In 1983 the club purchased its present home at Tinsley lane, Oakwood Park. With the extension of the Sussex County Football League by introducing a Third Division for season 1984–85, the club were accepted on application and emerged as Champions at the first attempt.

After promotion and adjusting to life in Division Two the club finished third during their third year, and should have missed promotion as the old ruling was two down two up. However promotion was granted to Division One as Bexhill Town, who had finished as runners up, did not have adequate facilities for the top Division at that time. Unfortunately the Oaks were relegated after just one season.

The 1989–90 season saw the installation of the floodlights at Oakwood Park, and the club finishing the season as runners up to Bexhill Town. This season also saw first senior trophy for the club in the shape of the Division Two cup, where they defeated Stamco 2–1 in the final.

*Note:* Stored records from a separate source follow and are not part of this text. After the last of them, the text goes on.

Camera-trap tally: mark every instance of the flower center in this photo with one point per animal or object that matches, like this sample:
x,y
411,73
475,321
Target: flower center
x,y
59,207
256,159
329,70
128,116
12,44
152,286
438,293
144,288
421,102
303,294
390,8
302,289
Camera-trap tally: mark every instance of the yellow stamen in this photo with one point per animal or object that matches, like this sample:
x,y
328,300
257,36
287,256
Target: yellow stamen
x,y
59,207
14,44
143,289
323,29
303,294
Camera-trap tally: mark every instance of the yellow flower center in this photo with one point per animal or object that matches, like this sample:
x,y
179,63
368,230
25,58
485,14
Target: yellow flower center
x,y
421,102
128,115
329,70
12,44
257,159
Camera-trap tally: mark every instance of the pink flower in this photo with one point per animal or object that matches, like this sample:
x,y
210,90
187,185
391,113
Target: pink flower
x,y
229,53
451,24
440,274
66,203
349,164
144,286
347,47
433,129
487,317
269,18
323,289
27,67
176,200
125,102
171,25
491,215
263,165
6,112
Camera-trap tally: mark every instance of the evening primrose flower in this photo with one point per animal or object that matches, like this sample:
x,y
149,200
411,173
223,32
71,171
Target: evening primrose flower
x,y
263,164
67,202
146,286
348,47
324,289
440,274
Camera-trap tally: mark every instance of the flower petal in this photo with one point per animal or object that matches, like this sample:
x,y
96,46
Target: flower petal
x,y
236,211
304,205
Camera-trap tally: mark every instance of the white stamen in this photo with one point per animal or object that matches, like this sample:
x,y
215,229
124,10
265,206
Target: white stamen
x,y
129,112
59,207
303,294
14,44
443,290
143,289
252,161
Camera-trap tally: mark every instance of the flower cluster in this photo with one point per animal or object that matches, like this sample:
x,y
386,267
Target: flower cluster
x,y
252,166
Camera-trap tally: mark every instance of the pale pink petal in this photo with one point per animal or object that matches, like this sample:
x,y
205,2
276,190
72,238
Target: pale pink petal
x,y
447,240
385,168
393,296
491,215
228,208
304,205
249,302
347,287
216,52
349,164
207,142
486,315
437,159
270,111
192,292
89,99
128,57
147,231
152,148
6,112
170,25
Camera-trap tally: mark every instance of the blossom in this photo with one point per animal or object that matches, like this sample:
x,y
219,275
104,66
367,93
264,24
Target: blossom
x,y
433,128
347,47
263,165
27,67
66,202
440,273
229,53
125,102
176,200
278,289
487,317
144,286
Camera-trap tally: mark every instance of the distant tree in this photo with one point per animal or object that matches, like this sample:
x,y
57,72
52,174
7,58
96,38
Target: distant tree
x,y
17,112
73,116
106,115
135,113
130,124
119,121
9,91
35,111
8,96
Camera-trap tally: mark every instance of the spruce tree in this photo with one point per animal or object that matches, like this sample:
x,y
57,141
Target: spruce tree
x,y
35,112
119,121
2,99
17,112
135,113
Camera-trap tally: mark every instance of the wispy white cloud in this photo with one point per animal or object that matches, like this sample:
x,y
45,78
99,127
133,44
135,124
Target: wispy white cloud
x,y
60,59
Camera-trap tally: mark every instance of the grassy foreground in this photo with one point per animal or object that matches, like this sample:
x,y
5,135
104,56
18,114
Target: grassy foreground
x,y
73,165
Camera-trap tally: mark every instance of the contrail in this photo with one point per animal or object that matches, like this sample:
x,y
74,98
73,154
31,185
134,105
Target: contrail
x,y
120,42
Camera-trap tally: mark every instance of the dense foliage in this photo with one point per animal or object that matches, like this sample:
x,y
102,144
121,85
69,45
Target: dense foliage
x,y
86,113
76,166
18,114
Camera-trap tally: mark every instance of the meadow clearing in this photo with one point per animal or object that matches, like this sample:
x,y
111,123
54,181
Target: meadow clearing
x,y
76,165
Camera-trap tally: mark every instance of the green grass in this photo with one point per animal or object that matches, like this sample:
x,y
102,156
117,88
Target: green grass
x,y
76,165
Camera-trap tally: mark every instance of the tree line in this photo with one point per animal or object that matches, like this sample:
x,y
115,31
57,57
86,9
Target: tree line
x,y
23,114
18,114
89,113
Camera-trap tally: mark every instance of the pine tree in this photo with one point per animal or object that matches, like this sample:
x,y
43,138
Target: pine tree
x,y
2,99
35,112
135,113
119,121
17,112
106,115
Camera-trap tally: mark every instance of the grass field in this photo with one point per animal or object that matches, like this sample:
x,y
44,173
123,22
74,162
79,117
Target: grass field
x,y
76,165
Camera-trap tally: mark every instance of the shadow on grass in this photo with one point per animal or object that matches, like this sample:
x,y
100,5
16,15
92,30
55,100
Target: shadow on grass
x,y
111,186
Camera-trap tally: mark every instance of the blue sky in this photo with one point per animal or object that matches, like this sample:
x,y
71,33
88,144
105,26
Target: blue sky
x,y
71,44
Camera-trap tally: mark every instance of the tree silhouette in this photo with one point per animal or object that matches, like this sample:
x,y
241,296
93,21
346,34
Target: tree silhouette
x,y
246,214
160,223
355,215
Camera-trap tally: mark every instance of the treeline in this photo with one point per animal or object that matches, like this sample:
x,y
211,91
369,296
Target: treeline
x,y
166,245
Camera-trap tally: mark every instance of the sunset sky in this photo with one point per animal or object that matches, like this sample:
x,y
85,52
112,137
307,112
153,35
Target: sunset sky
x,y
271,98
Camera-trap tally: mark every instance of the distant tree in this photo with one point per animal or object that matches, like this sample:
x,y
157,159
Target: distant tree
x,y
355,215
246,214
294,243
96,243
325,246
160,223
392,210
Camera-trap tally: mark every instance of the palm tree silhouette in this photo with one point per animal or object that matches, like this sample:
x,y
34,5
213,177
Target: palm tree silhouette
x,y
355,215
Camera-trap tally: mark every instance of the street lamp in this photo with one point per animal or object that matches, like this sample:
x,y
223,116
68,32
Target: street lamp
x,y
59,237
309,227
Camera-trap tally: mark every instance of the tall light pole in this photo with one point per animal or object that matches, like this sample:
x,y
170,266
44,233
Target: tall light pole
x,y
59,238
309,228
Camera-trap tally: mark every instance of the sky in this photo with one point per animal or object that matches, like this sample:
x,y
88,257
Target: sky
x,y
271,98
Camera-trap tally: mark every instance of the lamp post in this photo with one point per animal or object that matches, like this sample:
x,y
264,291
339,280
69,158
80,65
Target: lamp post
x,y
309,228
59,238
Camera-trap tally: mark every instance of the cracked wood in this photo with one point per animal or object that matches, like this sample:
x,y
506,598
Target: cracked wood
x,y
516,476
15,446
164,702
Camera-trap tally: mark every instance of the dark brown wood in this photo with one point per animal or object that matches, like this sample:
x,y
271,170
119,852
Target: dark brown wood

1992–93 saw the club reach the final of the Sussex Senior Cup, played at the old Goldstone Ground, former home to Brighton & Hove Albion, losing to Wick 3–1.

After six years in the top Division of the Sussex County League the 1996–97 season saw the club relegated back to the second division. They remained in the second division until the end of the 2005–06 when they went back up as champions.

The committees efforts off the field were recognised with the granting of the English National FAs Club Charter Standard award in 2009.

==Ground==

Oakwood play their home games at Oakwood Sports & Social Club, Oakwood Park, Tinsley Lane, Crawley, West Sussex, RH10 8AR.

==Honours==

- Sussex County League Division Two
  - Winners: 2005–06
  - Runners Up: 1989–90
- Sussex County League Division Three
  - Winners: 1984–85
- Southern Combination Football League Division One Cup
  - Runners Up: 2017–18
- Sussex County Division Two Cup
  - Winners: 1989–90
- Sussex Senior Cup
  - Runners Up: 1992–93
- Sussex FA Junior Cup
  - Runners Up: 1972–73, 1973–74
- Crawley League Division 1
  - Winners: 1973–74
- Crawley Senior Cup
  - Winners: 1973–74

==Club Records==
- Highest League Position:
  - 8th in Sussex County Division One: 1992–93
- FA CUP Best Performance
  - First Qualifying Round: 1990–91, 1997–98
- FA VASE Best Performance
  - First Round: 1988–89, 1989–90, 1991–92, 1992–93, 1993–94, 1999–00, 2001–02, 2004–05, 2006–07
- Highest Attendance:
  - 187 vs Alfold: 26 Oct 2024
- Biggest Win:
  - 8-0 vs Newhaven, 8 Nov 1997
- Biggest defeat:
  - 0-10 vs Shoreham, 24 Sep 2016 (FA Vase, 2nd Qualifying Round)
- Most appearances:
  - Gerald Manville - 385
  - Peter Brackpool - 319
  - Lee Butcher - 230
  - Glen Woodburn - 228
  - Joe Clark - 209
- Most goals:
  - Gerald Manville - 154
  - Zak Newman - 136
  - Paul Green - 105
  - Phil Richardson - 91

==Managers==

- Mark Gilbert (June 2011–present)
- Nathan Pullen, Joe Clark, Pat Massaro
- Matt Heasman
- Shaun Donnelly, Steve Bold
- John Mist (March 2009 – )*
- Lee Butcher (Dec 2007 – Mar 2009)
- Bob Pyle (Nov 2003 – Dec 2007)
- Mark Dunk (May 2003 – Nov 2003)
- Andy Maddox (May 2000 – May 2003)
- Neil Blackwell & Ali West (Jan 1998 – May 2000)
- Bryn Marshall (Sep 1996 – Jan 1998)
- Mark Richardson/Paul Crimmen (Sep 1995 – Sep 96)
- Alan Gould (Nov 1993 – Aug 1995)
- Bryn Marshall (Jan 1992 – Nov 1993)
- Tony Reece (Nov 1988 – Jan 1995)
- Rick Conley
- Tony Walker

==Reserves & Under 23s==
The team's second eleven played in the Sussex County League Reserve Section but moved to the Suburban Football League for the 2008-09

The club started an Under 23 side for the 2019–20 season playing in the Southern Combination Football League U23 West Division. Moved to the North Division for the 2021-22 campaign.

The 2024 season saw the addition of an Under 18 side competing in the SCFL. The club also re-introduced a reserve team (formerly DCK Maidenbower) which joined the Mid-Sussex Football League, competing in the Championship division.